5. The tri-band antenna as claimed in claim 1, further comprising a second ground portion positioned on a lower surface of the insulative planar base opposite to the first ground portion and electrically connected to the first ground portion.

6. The tri-band antenna as claimed in claim 1, wherein the low-frequency radiating portion and the first ground portion are respectively formed of two individual metal plates.

7. The tri-band antenna as claimed in claim 1, wherein the low-frequency radiating portion and the high-frequency radiating portion are made of an integral first metal plate, the first ground portion being made of an integral second metal plate, the first and the second metal plates being unattached to one another.

8. A tri-band antenna, comprising: a first ground portion; a first monopole separated from the ground portion and exciting at a lower frequency band; a pair of second monopoles respectively disposed on two sides of the first monopole and having a common connecting point with the first monopole for exciting at a higher frequency band; an insulative base; and a signal feeder cable comprising an inner core wire and a metal braiding layer respectively electrically connected to the common connecting point and the first ground portion; wherein the first ground portion, the first monopole, the second monopoles and the feeder cable are all positioned on an upper surface of the insulative base.

9. The tri-band antenna as claimed in claim 8, further comprising a second ground portion positioned on a lower surface of the insulative base opposite to the first ground portion and electrically connected to the first ground portion.

10. A tri-band antenna structure comprising: a slender strap-like insulative planar base having opposite first and second faces; a first and a second grounding conductive areas respectively located on the first and the second faces and electrically connected to each other of said base; a radiating conductive area located on the first face of the base, and including a U-shaped high frequency radiating portion and a low frequency radiating portion which is located between two arms of said U-shaped high frequency radiating portion and extends away from the grounding conductive areas.

11. The antenna structure as claimed in claim 10, wherein said U-shaped high frequency radiating portion is essentially located on a middle portion of the base.

12. The antenna structure as claimed in claim 10, wherein the low-frequency radiating portion is of trapezoid-like configuration.

13. The antenna structure as claimed in claim 12, wherein the radiating conductive area is located on one side of the base in a lengthwise direction of said base, and the first and the second grounding conductive areas are located on an opposite side of the base along said lengthwise direction.

14. The antenna structure as claimed in claim 12, wherein a smaller end of said trapezoid-like configuration directly integrally extends from a horizontal middle portion of the U-shaped high frequency radiating portion.

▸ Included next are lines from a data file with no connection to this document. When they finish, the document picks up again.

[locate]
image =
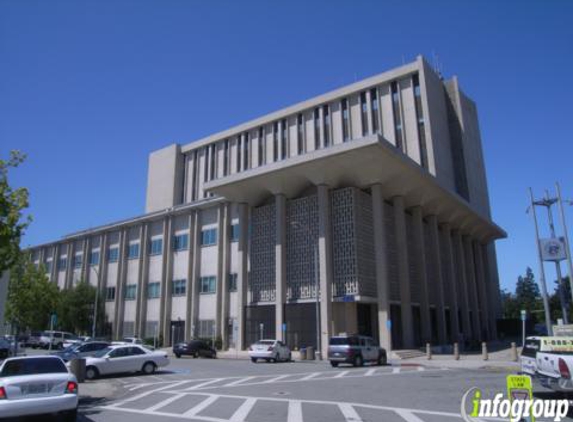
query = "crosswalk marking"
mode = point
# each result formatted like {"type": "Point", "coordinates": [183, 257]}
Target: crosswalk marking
{"type": "Point", "coordinates": [349, 413]}
{"type": "Point", "coordinates": [241, 413]}
{"type": "Point", "coordinates": [201, 406]}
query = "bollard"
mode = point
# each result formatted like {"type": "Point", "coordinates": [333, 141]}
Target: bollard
{"type": "Point", "coordinates": [513, 352]}
{"type": "Point", "coordinates": [456, 351]}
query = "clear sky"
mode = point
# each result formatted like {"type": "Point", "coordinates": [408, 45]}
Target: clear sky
{"type": "Point", "coordinates": [89, 88]}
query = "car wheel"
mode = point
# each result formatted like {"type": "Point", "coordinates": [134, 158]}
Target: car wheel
{"type": "Point", "coordinates": [148, 368]}
{"type": "Point", "coordinates": [92, 372]}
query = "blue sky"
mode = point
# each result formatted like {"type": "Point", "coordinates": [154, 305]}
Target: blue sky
{"type": "Point", "coordinates": [89, 88]}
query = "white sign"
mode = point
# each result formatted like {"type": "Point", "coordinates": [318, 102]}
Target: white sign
{"type": "Point", "coordinates": [553, 249]}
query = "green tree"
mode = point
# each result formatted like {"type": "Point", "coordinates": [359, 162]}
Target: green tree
{"type": "Point", "coordinates": [12, 203]}
{"type": "Point", "coordinates": [31, 297]}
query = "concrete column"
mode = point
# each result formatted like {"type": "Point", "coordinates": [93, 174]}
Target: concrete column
{"type": "Point", "coordinates": [190, 293]}
{"type": "Point", "coordinates": [242, 280]}
{"type": "Point", "coordinates": [325, 265]}
{"type": "Point", "coordinates": [451, 270]}
{"type": "Point", "coordinates": [472, 288]}
{"type": "Point", "coordinates": [420, 257]}
{"type": "Point", "coordinates": [436, 255]}
{"type": "Point", "coordinates": [166, 280]}
{"type": "Point", "coordinates": [142, 280]}
{"type": "Point", "coordinates": [382, 281]}
{"type": "Point", "coordinates": [461, 279]}
{"type": "Point", "coordinates": [403, 273]}
{"type": "Point", "coordinates": [280, 267]}
{"type": "Point", "coordinates": [224, 254]}
{"type": "Point", "coordinates": [482, 290]}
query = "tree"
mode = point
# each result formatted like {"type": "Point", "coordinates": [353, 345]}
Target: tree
{"type": "Point", "coordinates": [12, 203]}
{"type": "Point", "coordinates": [31, 297]}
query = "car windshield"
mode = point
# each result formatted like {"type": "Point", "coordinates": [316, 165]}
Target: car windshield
{"type": "Point", "coordinates": [33, 366]}
{"type": "Point", "coordinates": [102, 352]}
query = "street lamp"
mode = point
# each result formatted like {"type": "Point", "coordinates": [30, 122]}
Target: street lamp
{"type": "Point", "coordinates": [316, 285]}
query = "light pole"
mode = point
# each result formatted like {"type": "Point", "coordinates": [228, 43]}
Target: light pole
{"type": "Point", "coordinates": [316, 286]}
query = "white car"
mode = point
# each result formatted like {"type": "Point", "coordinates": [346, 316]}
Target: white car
{"type": "Point", "coordinates": [124, 358]}
{"type": "Point", "coordinates": [37, 385]}
{"type": "Point", "coordinates": [269, 350]}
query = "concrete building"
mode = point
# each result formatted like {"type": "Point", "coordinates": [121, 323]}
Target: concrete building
{"type": "Point", "coordinates": [373, 195]}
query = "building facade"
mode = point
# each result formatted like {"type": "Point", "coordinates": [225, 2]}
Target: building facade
{"type": "Point", "coordinates": [373, 197]}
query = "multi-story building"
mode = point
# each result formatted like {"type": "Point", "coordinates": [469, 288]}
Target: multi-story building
{"type": "Point", "coordinates": [373, 195]}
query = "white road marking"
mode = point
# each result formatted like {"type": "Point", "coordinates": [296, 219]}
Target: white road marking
{"type": "Point", "coordinates": [201, 406]}
{"type": "Point", "coordinates": [243, 411]}
{"type": "Point", "coordinates": [164, 403]}
{"type": "Point", "coordinates": [349, 413]}
{"type": "Point", "coordinates": [294, 411]}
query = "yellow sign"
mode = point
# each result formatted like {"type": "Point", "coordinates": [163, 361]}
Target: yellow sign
{"type": "Point", "coordinates": [519, 388]}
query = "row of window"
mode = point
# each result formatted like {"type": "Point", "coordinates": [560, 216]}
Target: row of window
{"type": "Point", "coordinates": [207, 285]}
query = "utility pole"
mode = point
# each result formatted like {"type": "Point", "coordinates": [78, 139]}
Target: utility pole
{"type": "Point", "coordinates": [542, 270]}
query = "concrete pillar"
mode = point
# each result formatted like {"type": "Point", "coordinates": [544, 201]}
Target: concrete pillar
{"type": "Point", "coordinates": [451, 271]}
{"type": "Point", "coordinates": [166, 281]}
{"type": "Point", "coordinates": [420, 257]}
{"type": "Point", "coordinates": [142, 281]}
{"type": "Point", "coordinates": [325, 265]}
{"type": "Point", "coordinates": [472, 288]}
{"type": "Point", "coordinates": [280, 267]}
{"type": "Point", "coordinates": [482, 290]}
{"type": "Point", "coordinates": [437, 257]}
{"type": "Point", "coordinates": [242, 280]}
{"type": "Point", "coordinates": [403, 273]}
{"type": "Point", "coordinates": [224, 262]}
{"type": "Point", "coordinates": [382, 281]}
{"type": "Point", "coordinates": [191, 288]}
{"type": "Point", "coordinates": [461, 279]}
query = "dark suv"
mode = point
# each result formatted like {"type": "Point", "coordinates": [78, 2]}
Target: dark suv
{"type": "Point", "coordinates": [194, 348]}
{"type": "Point", "coordinates": [356, 350]}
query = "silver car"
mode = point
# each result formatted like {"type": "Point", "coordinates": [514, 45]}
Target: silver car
{"type": "Point", "coordinates": [37, 385]}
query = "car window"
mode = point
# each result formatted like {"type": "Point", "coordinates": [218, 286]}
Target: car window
{"type": "Point", "coordinates": [19, 367]}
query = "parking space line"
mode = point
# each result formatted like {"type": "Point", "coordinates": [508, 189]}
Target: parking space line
{"type": "Point", "coordinates": [294, 411]}
{"type": "Point", "coordinates": [243, 411]}
{"type": "Point", "coordinates": [201, 406]}
{"type": "Point", "coordinates": [349, 413]}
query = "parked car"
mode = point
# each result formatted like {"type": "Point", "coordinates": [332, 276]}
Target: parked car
{"type": "Point", "coordinates": [355, 350]}
{"type": "Point", "coordinates": [37, 385]}
{"type": "Point", "coordinates": [81, 350]}
{"type": "Point", "coordinates": [269, 350]}
{"type": "Point", "coordinates": [124, 358]}
{"type": "Point", "coordinates": [195, 348]}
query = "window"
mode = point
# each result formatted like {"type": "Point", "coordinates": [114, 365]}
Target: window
{"type": "Point", "coordinates": [113, 254]}
{"type": "Point", "coordinates": [179, 287]}
{"type": "Point", "coordinates": [208, 284]}
{"type": "Point", "coordinates": [374, 110]}
{"type": "Point", "coordinates": [364, 109]}
{"type": "Point", "coordinates": [180, 242]}
{"type": "Point", "coordinates": [94, 258]}
{"type": "Point", "coordinates": [345, 121]}
{"type": "Point", "coordinates": [209, 237]}
{"type": "Point", "coordinates": [110, 294]}
{"type": "Point", "coordinates": [300, 132]}
{"type": "Point", "coordinates": [78, 259]}
{"type": "Point", "coordinates": [133, 252]}
{"type": "Point", "coordinates": [153, 290]}
{"type": "Point", "coordinates": [326, 118]}
{"type": "Point", "coordinates": [232, 282]}
{"type": "Point", "coordinates": [62, 263]}
{"type": "Point", "coordinates": [156, 246]}
{"type": "Point", "coordinates": [130, 291]}
{"type": "Point", "coordinates": [235, 232]}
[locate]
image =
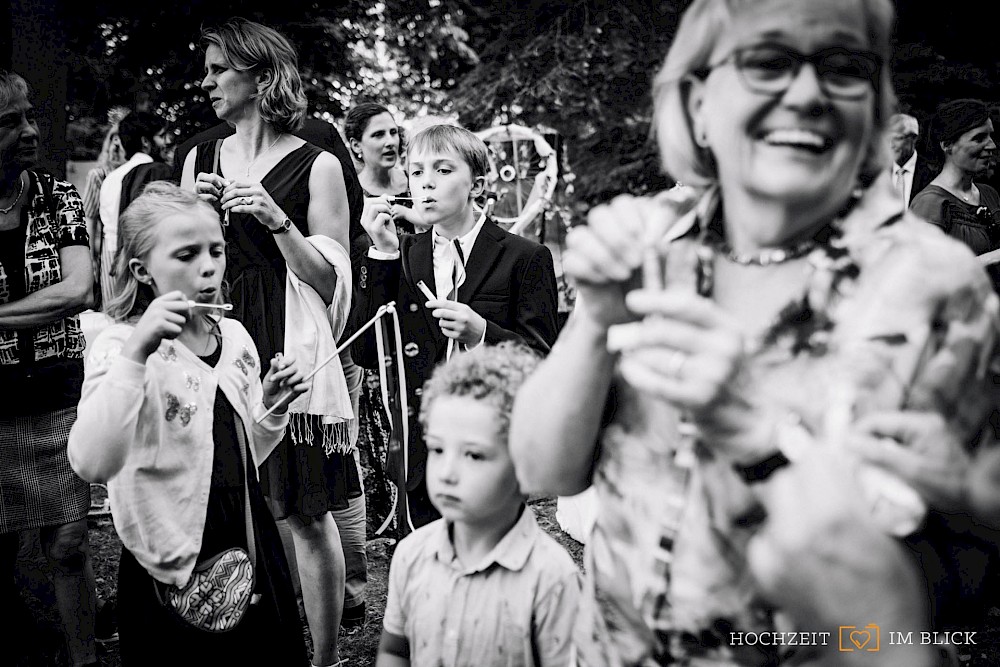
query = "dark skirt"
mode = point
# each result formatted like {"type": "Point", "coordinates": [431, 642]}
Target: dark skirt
{"type": "Point", "coordinates": [373, 441]}
{"type": "Point", "coordinates": [38, 487]}
{"type": "Point", "coordinates": [302, 480]}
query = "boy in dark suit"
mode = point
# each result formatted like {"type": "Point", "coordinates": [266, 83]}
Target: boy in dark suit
{"type": "Point", "coordinates": [489, 285]}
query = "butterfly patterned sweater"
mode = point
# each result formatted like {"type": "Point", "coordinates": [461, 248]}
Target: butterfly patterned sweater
{"type": "Point", "coordinates": [147, 429]}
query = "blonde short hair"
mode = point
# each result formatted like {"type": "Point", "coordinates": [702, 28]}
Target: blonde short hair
{"type": "Point", "coordinates": [252, 47]}
{"type": "Point", "coordinates": [471, 148]}
{"type": "Point", "coordinates": [489, 373]}
{"type": "Point", "coordinates": [697, 36]}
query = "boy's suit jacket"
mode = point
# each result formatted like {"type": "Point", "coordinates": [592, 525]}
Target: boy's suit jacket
{"type": "Point", "coordinates": [510, 282]}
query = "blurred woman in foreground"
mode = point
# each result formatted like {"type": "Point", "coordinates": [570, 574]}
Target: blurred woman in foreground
{"type": "Point", "coordinates": [786, 302]}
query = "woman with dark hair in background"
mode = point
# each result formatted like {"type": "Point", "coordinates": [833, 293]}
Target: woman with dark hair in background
{"type": "Point", "coordinates": [957, 200]}
{"type": "Point", "coordinates": [376, 143]}
{"type": "Point", "coordinates": [282, 197]}
{"type": "Point", "coordinates": [46, 279]}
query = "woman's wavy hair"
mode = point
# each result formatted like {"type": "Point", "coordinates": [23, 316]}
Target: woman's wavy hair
{"type": "Point", "coordinates": [696, 38]}
{"type": "Point", "coordinates": [357, 121]}
{"type": "Point", "coordinates": [252, 47]}
{"type": "Point", "coordinates": [12, 86]}
{"type": "Point", "coordinates": [137, 237]}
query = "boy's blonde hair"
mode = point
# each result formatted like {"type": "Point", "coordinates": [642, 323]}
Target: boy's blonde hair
{"type": "Point", "coordinates": [441, 138]}
{"type": "Point", "coordinates": [490, 373]}
{"type": "Point", "coordinates": [137, 236]}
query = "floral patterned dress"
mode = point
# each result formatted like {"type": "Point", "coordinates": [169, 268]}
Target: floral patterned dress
{"type": "Point", "coordinates": [894, 316]}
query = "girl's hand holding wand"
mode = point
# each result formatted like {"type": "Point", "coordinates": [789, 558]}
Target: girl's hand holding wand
{"type": "Point", "coordinates": [284, 379]}
{"type": "Point", "coordinates": [164, 319]}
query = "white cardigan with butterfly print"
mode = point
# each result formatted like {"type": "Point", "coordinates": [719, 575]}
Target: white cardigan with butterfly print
{"type": "Point", "coordinates": [160, 414]}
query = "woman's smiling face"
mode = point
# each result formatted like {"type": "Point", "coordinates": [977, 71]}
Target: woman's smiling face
{"type": "Point", "coordinates": [973, 151]}
{"type": "Point", "coordinates": [800, 146]}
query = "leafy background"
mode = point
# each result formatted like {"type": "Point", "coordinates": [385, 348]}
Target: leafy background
{"type": "Point", "coordinates": [582, 68]}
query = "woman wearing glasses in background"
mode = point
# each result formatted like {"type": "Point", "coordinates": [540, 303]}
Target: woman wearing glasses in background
{"type": "Point", "coordinates": [962, 135]}
{"type": "Point", "coordinates": [799, 303]}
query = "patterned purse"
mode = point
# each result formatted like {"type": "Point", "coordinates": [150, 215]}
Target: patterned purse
{"type": "Point", "coordinates": [220, 590]}
{"type": "Point", "coordinates": [218, 594]}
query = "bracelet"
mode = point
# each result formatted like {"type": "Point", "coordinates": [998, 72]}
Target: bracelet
{"type": "Point", "coordinates": [761, 470]}
{"type": "Point", "coordinates": [790, 439]}
{"type": "Point", "coordinates": [284, 227]}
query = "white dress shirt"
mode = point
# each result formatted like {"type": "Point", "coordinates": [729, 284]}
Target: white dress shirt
{"type": "Point", "coordinates": [444, 261]}
{"type": "Point", "coordinates": [906, 173]}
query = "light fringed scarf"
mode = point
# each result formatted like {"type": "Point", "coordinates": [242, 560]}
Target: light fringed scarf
{"type": "Point", "coordinates": [311, 332]}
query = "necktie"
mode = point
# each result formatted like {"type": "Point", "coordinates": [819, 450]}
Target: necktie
{"type": "Point", "coordinates": [901, 184]}
{"type": "Point", "coordinates": [451, 252]}
{"type": "Point", "coordinates": [458, 269]}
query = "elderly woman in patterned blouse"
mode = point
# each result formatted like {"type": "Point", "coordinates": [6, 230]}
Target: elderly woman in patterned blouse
{"type": "Point", "coordinates": [787, 303]}
{"type": "Point", "coordinates": [45, 280]}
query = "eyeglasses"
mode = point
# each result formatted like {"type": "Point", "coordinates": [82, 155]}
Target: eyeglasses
{"type": "Point", "coordinates": [770, 69]}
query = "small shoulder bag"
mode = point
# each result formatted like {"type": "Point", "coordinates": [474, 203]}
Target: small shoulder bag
{"type": "Point", "coordinates": [220, 590]}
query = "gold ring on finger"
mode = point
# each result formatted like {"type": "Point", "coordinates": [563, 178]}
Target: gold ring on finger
{"type": "Point", "coordinates": [675, 364]}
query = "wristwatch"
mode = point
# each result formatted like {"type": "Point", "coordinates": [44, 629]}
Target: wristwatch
{"type": "Point", "coordinates": [791, 438]}
{"type": "Point", "coordinates": [285, 225]}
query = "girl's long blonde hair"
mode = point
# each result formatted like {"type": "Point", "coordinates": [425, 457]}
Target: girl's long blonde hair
{"type": "Point", "coordinates": [137, 236]}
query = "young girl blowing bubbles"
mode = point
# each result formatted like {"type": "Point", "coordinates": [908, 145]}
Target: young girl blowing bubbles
{"type": "Point", "coordinates": [167, 388]}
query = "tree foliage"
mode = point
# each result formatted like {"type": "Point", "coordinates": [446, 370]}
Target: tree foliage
{"type": "Point", "coordinates": [583, 68]}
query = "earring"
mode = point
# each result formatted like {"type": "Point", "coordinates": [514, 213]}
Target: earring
{"type": "Point", "coordinates": [701, 138]}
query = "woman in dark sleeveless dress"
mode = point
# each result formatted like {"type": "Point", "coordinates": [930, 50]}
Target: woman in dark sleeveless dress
{"type": "Point", "coordinates": [275, 190]}
{"type": "Point", "coordinates": [375, 141]}
{"type": "Point", "coordinates": [962, 134]}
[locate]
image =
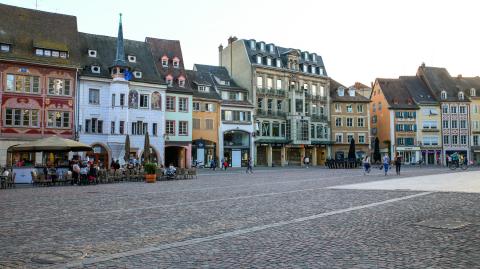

15. The antenna structure as claimed in claim 10, wherein outer edges of two opposite arms of the U-shaped high frequency radiating portion reach opposite lengthwise edges of the base, respectively.

16. The antenna structure as claimed in claim 10, wherein the low-frequency radiating portion is of a trapezoid-like configuration, and a larger end of said trapezoid-like configuration reaches a longitudinal end of said base in a lengthwise direction thereof.

17. The antenna structure as claimed in claim 16, wherein said larger end occupies a full dimension of said longitudinal end and reaches opposite lengthwise edges of the base.

18. The antenna structure as claimed in claim 17, wherein outer edges of two opposite arms of the U-shaped high frequency radiating portion reach said opposite lengthwise edges of the base, respectively.